Londra. «Mi scusi Primo Ministro, visto quello che sta accadendo, come può pensare di rimanere al governo?». I giornalisti Inglesi non hanno pietà. Ieri, di fronte al licenziamento del Cancelliere dello Scacchiere che si era scelta cucito su misura sulla sua visione economica e all'umiliante retromarcia sul taglio delle tasse, i cronisti politici non sono andati per il sottile. Nella conferenza stampa più breve della storia Liz Truss ha continuato a rispondere come un disco rotto: «La nostra strategia non cambia, sono determinata a fare quello che avevo promesso». Peccato per lei che le cose siano cambiate eccome.
Di nero vestita ha annunciato che l'aumento dal 19% al 25% delle tassa sul reddito societario, pianificata per l'anno a venire da Rishi Sunak nel precedente governo - e da lei fortemente osteggiata durante tutta la campagna per la leadership - sarà confermato, e questo in risposta alle turbolenze che stanno attraversando i mercati dall'annuncio del mini budget fatto la settimana scorsa dall'ex ministro delle Finanze Kwasi Kwarteng. «La manovra si è spinta troppo avanti e troppo rapidamente rispetto a quello che i mercati si aspettavano - ha ammesso, ben consapevole che fino ad un paio di ore prima aveva addossato a molteplici fattori globali la causa dell'instabilità - quindi il modo in cui vogliamo portare a termine la nostra missione dev'essere cambiato. Dobbiamo agire ora per rassicurare i mercati sulla nostra disciplina fiscale». Senza spendere una virgola di spiegazione sul perché il suo più stretto alleato nell'esecutivo è stato allontanato in fretta e furia e, soprattutto, senza riuscire a spiegare perché lei invece dovrebbe rimanere. La Premier ha annunciato il nome del successore, politico di lungo corso e suo ex avversario nella corsa alla leadership: si tratta di Jeremy Hunt, ex ministro alla Sanità e agli Esteri nei governi precedenti che tutti, a partire dagli stessi Conservatori, si augurano più cauto. «Lui condivide il mio desiderio di una crescita maggiore e di un'economia con una minore tassazione» ha commentato brevemente Truss prima di glissare su tutte le domande poste dai giornalisti e rientrare mestamente a Downing Street. Intanto però, si fa come diceva Sunak.

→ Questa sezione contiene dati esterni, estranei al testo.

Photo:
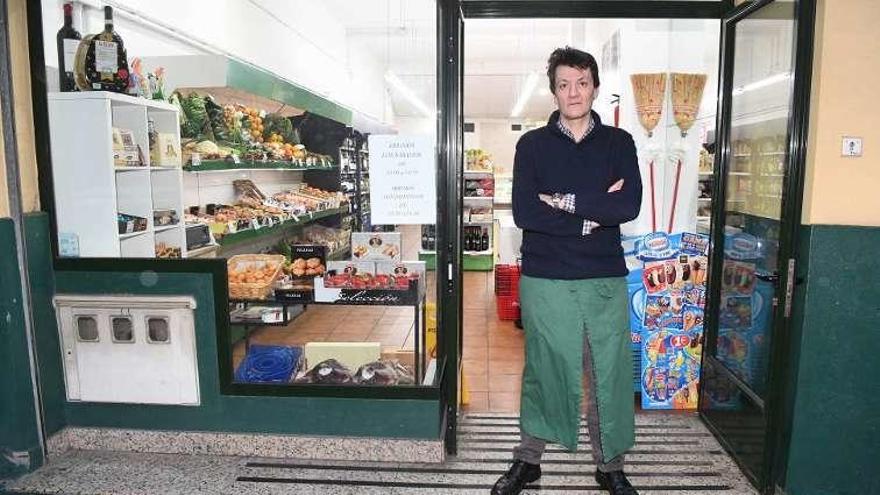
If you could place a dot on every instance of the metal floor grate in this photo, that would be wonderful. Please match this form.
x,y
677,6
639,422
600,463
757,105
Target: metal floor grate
x,y
674,453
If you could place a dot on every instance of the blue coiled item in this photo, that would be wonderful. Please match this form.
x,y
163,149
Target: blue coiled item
x,y
269,364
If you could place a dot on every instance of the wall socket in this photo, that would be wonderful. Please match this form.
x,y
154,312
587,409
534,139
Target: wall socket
x,y
851,146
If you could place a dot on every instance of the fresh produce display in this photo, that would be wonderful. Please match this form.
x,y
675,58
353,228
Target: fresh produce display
x,y
479,188
163,250
478,160
360,275
255,207
252,274
217,132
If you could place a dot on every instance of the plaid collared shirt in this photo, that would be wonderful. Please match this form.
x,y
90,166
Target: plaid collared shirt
x,y
567,201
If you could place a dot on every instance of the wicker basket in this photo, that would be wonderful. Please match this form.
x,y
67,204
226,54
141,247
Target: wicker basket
x,y
243,290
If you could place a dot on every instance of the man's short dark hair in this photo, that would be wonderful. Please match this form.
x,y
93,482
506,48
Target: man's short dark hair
x,y
571,57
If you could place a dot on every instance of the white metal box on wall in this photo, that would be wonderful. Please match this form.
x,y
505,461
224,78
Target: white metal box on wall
x,y
129,349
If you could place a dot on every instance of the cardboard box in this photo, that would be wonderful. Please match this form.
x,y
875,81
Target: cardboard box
x,y
375,246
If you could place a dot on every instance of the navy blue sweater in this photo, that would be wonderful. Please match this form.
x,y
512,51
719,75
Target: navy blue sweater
x,y
548,161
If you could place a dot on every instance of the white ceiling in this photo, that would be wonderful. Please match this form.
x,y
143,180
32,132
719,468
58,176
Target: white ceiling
x,y
499,54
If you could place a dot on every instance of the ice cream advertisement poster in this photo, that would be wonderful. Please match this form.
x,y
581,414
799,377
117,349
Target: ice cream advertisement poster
x,y
669,308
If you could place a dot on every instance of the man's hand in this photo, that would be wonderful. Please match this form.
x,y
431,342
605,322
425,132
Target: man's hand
x,y
547,198
617,186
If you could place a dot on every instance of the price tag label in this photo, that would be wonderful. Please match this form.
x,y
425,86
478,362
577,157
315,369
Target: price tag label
x,y
106,57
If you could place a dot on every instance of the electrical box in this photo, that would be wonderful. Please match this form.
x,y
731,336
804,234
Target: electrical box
x,y
129,349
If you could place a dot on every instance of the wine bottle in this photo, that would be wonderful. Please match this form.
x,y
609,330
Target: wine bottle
x,y
105,62
67,40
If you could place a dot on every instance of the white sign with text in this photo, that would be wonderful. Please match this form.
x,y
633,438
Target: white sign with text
x,y
402,180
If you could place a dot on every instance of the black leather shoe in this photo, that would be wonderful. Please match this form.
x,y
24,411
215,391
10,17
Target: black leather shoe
x,y
513,481
615,482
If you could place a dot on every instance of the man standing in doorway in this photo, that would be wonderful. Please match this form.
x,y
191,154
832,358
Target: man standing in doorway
x,y
575,181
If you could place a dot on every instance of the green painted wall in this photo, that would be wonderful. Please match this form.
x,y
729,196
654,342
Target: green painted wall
x,y
42,280
835,429
18,428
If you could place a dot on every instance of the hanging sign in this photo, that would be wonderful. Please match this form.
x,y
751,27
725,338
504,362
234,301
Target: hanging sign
x,y
402,180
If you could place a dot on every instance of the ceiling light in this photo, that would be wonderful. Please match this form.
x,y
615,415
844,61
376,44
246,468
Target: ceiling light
x,y
762,83
526,93
407,93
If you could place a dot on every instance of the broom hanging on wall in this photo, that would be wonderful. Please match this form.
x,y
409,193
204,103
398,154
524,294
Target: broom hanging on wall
x,y
687,93
649,90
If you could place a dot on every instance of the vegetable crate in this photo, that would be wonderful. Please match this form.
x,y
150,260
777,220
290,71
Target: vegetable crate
x,y
507,280
507,291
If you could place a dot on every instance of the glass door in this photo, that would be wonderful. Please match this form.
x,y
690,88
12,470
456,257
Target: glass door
x,y
759,160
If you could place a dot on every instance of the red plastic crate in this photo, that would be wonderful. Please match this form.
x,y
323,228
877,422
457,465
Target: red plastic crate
x,y
508,307
507,280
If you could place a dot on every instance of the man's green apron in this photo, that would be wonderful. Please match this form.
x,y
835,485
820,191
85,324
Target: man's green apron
x,y
557,316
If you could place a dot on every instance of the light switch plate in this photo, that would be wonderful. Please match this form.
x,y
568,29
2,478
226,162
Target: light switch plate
x,y
851,146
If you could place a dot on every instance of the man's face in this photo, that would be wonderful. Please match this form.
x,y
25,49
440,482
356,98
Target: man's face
x,y
574,92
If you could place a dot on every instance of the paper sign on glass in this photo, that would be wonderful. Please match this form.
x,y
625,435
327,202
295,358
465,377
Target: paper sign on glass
x,y
402,180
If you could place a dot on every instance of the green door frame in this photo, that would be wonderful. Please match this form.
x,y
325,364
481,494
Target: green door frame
x,y
450,70
777,413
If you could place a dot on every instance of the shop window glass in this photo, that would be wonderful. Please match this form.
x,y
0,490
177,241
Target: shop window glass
x,y
87,329
296,140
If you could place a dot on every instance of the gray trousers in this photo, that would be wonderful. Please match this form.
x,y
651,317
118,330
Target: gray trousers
x,y
531,448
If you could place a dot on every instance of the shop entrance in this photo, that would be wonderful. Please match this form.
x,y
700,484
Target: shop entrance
x,y
688,201
761,153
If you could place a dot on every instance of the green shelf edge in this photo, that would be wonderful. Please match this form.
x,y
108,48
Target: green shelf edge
x,y
470,262
262,83
251,234
219,165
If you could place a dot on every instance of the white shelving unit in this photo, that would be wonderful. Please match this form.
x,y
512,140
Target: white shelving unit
x,y
90,191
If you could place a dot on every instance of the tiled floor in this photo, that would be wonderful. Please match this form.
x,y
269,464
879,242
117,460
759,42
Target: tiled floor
x,y
492,360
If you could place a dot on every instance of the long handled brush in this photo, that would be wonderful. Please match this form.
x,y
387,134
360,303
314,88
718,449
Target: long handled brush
x,y
648,90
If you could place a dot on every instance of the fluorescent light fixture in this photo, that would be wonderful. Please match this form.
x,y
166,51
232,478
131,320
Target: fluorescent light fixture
x,y
407,93
762,83
526,93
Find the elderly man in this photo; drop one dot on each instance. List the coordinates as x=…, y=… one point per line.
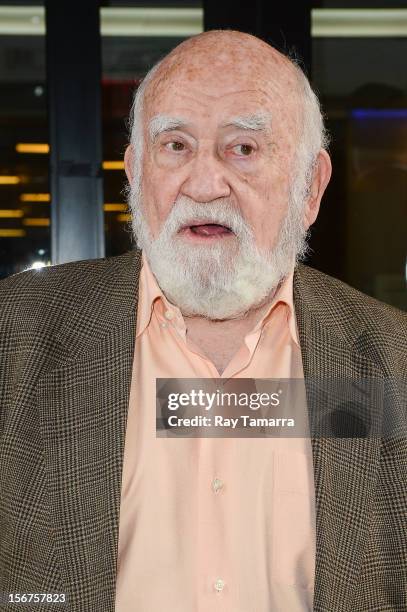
x=226, y=167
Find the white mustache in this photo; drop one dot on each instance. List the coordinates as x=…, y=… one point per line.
x=187, y=212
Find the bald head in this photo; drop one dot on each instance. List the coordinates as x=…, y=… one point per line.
x=226, y=170
x=231, y=57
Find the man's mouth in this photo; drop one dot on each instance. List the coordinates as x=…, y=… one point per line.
x=206, y=230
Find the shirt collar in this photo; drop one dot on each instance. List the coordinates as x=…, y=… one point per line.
x=149, y=292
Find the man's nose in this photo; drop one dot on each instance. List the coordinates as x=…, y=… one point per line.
x=206, y=180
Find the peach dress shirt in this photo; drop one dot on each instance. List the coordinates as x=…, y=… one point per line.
x=213, y=524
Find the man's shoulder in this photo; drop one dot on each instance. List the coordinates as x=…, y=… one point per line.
x=72, y=280
x=338, y=304
x=63, y=294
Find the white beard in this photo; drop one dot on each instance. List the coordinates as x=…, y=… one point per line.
x=226, y=279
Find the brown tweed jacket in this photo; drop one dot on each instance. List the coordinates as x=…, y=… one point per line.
x=67, y=336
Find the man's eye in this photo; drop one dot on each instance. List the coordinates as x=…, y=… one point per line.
x=243, y=149
x=175, y=145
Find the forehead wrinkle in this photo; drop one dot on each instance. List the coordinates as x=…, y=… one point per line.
x=164, y=123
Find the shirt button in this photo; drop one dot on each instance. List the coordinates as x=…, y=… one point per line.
x=217, y=484
x=219, y=584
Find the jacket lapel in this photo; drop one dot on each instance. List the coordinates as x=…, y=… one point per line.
x=83, y=411
x=344, y=468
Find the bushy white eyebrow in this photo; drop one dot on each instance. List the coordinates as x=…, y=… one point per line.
x=164, y=123
x=256, y=121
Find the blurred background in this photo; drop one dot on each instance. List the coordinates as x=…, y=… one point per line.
x=68, y=72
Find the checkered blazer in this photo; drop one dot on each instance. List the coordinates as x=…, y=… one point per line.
x=67, y=336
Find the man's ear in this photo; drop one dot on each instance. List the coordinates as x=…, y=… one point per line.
x=129, y=163
x=320, y=180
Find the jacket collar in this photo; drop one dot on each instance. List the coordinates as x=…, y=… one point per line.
x=83, y=405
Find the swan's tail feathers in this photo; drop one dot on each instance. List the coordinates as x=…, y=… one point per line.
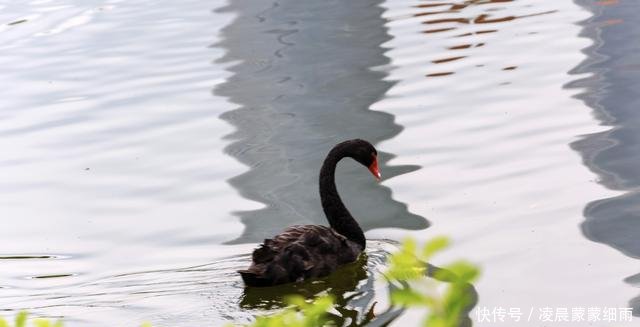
x=250, y=278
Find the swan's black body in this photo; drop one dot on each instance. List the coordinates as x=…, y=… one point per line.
x=307, y=251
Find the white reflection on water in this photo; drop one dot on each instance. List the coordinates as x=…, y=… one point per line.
x=114, y=177
x=492, y=136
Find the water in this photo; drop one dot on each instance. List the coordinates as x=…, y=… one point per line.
x=146, y=147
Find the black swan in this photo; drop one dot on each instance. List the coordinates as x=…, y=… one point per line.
x=307, y=251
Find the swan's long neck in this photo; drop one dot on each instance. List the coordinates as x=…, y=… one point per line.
x=339, y=217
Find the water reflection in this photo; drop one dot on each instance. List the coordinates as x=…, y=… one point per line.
x=612, y=92
x=304, y=85
x=476, y=19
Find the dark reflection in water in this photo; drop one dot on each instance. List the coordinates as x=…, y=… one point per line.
x=612, y=91
x=445, y=16
x=304, y=76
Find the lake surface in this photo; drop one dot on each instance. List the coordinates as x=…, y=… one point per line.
x=147, y=146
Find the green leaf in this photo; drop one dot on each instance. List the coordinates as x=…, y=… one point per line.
x=21, y=319
x=434, y=246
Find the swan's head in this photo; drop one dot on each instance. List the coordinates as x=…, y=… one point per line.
x=364, y=153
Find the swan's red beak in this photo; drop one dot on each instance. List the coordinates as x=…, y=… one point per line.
x=373, y=168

Ancor più mesto di lei dev'essere però stato l'ormai ex ministro delle Finanze Kwasi Kwarteng, rimasto al suo posto soltanto 38 giorni. L'ultima notizia battuta dalle agenzie giovedì sera riportava una sua dichiarazione da Washington in cui affermava: «Non vado da nessuna parte». Il mattino di ieri tutto era già cambiato, Kwarteng aveva accorciato di un giorno la sua permanenza a Washington ed era tornato in tutta fretta a Londra per un incontro d'emergenza con la Truss. Nel frattempo, i media già vociferavano di un suo possibile licenziamento, evento puntualmente verificatosi. Sul fatto di essere stato messo brutalmente alla porta, Kwarteng ha voluto essere chiaro nella nota diffusa alla stampa e questo la dice lunga sul momento difficile che l'intero governo conservatore sta attraversando. «Mi ha chiesto di farmi da parte ed ho accettato» è la frase che apre la lettera di Kwarteng che poi conferma la sua amicizia verso Truss e la piena disponibilità a collaborare con chi lo sostituirà.
La carta però si lascia scrivere e la frattura ormai è evidente, ancor più ai membri del partito a cui entrambi appartengono. Molti di loro ieri hanno scritto all'editorialista del Guardian sottolineando il loro sconcerto e dicendosi convinti che la conferenza stampa del Primo Ministro abbia peggiorato la situazione.
«Spingere sotto al bus un suo collega le era sembrata una buona idea?», «Persino noi ne abbiamo abbastanza di noi», «Completamente fuori controllo» sono alcuni dei commenti meno velenosi apparsi sui social. Si aspetta ora con ansia la reazione dei mercati.